Posted in Adolescent. on August 11th, 2010 by AnonymousDad – Be the first to comment

This was first published to help pro youth workers communicate with adolescent boys. There’s wisdom in this article for parents, too.

1. Gather over food. Gather in small teams of just a few boys.

2. Use the “Sixty Second Law:” Ask your topic in 15 seconds and then wait for the answer for forty five seconds.

3. Make use of sideways discussions such as doing work side by side at a service project, in the passenger seat of a car or washing the dishes after a fundraiser.

4. Place anything in their hands and fingers. Our office is filled with gadgets, sports balls and magazines. Boys who are busy with their hands talk much easier, even if they don’t look you in the eyes constantly.

5. Go outdoors. More often than not, leaders do too many chats inside. Pick up a basketball and go outside the house. Get a stroll around the block. Go with the whole group.

6. Please don’t be afraid to ask emotional questions. But be prepared for the answer to take several sessions to get back to you. Be patient.

7. Don’t take “I don’t know” as the initial answer. Rephrase the subject in a fewer amount of words and phrases. If that doesn’t work, take a look at number six above.
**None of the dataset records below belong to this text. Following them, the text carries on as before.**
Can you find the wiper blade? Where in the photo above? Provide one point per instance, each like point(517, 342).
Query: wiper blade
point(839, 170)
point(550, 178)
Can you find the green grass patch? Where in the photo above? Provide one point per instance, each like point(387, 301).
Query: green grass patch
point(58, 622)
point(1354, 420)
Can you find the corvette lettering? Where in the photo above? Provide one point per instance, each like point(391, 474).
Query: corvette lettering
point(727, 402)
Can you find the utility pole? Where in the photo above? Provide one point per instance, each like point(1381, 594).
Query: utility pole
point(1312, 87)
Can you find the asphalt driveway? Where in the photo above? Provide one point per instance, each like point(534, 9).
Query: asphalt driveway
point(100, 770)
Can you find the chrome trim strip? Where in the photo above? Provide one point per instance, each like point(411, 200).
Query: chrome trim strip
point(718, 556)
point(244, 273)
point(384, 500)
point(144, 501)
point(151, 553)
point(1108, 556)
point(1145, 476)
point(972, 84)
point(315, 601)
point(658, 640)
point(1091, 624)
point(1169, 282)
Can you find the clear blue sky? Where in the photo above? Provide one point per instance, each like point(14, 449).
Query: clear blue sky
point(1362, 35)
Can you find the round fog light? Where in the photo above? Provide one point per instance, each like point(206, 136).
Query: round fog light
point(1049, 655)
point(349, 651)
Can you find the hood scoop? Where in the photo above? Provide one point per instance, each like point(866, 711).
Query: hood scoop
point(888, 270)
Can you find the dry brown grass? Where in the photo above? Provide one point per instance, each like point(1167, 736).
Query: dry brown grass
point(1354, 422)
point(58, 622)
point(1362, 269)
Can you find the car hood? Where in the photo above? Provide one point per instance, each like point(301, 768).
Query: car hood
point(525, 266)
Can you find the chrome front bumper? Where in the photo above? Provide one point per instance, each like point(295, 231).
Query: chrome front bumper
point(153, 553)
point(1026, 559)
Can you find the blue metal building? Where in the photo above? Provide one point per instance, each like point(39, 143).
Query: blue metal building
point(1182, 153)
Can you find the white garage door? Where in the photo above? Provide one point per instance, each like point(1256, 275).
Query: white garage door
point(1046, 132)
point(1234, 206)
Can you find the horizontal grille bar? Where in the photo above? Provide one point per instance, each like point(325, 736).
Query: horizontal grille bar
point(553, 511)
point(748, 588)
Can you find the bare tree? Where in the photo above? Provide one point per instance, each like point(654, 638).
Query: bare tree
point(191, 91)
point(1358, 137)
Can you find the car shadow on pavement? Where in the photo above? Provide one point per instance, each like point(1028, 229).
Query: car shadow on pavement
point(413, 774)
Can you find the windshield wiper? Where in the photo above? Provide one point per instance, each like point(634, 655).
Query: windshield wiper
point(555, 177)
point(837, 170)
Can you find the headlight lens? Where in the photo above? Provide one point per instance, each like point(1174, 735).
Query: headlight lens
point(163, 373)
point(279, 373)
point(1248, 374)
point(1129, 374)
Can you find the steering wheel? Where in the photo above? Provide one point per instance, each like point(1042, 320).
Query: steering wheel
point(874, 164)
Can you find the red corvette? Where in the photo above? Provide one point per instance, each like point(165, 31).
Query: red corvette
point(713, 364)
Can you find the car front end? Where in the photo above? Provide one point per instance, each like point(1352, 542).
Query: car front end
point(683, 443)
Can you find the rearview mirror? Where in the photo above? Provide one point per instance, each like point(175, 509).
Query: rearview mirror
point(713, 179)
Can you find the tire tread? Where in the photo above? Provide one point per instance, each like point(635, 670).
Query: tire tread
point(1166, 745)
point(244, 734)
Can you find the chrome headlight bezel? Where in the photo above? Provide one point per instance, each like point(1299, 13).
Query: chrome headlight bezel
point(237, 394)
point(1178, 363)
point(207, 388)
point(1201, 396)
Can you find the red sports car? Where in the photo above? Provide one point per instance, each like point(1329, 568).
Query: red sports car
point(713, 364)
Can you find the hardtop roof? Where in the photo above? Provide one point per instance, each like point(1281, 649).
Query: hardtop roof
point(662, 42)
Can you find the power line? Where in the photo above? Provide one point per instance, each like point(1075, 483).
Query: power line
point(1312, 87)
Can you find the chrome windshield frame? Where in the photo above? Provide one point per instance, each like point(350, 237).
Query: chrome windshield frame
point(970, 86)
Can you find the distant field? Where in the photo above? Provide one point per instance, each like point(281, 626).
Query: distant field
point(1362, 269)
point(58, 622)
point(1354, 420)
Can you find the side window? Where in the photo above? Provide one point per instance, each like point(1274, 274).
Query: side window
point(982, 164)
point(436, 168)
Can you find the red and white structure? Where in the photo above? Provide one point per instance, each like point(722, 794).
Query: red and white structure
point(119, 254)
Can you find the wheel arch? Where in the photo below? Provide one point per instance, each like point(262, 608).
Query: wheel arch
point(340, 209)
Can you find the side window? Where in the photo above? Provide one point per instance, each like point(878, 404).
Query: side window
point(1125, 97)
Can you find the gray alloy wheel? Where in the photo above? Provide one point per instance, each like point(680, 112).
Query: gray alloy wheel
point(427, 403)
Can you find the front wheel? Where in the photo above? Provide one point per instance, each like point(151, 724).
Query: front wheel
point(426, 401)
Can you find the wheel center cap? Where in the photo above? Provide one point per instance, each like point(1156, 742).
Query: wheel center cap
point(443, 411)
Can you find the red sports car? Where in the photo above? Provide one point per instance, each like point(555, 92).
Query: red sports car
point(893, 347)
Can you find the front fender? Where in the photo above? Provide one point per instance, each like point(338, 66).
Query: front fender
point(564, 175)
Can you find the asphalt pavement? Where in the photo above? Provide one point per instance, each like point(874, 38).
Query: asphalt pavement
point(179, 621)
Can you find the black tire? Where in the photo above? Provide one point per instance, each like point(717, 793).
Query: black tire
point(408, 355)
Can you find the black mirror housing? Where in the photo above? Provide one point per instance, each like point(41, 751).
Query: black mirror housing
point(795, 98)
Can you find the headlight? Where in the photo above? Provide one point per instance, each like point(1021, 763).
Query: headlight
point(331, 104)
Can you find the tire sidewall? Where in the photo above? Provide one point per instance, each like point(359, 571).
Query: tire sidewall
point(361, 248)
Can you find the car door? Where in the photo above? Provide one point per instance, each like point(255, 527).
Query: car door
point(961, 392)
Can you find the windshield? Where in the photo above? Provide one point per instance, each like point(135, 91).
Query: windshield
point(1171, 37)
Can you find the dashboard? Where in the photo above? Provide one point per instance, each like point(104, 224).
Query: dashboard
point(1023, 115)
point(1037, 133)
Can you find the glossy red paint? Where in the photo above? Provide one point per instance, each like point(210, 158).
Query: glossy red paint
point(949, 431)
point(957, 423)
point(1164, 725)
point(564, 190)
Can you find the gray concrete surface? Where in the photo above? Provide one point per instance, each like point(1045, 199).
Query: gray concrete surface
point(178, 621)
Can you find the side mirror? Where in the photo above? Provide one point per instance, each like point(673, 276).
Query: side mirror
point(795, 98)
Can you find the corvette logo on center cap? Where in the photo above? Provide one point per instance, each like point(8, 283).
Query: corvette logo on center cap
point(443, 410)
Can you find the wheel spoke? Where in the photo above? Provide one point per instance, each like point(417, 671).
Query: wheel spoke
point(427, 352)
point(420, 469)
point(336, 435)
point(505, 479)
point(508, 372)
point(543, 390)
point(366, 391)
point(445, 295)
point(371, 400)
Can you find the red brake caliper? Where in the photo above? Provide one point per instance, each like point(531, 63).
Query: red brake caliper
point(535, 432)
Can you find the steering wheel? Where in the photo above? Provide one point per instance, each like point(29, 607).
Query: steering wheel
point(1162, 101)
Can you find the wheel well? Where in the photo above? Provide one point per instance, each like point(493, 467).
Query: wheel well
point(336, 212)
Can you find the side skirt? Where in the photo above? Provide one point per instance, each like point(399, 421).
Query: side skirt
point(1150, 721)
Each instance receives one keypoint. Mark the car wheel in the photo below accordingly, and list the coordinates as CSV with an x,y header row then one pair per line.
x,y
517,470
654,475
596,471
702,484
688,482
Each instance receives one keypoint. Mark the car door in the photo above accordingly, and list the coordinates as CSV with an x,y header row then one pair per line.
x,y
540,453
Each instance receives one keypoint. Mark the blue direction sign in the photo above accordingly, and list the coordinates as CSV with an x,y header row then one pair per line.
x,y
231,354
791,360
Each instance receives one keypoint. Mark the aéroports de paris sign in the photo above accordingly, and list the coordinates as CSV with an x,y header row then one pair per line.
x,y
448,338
8. Before doing discussion sessions, write out the inquiries on paper and let the boys read them before you begin the discussion.

9. Understand what fascinates the boys you train with and talk about them frequently: science, sporting events, new music, computer and others.

10. Discover how to use non face-to-face methods such as Email and Instant Messaging to build rapport and trust with boys ın between official proceedings.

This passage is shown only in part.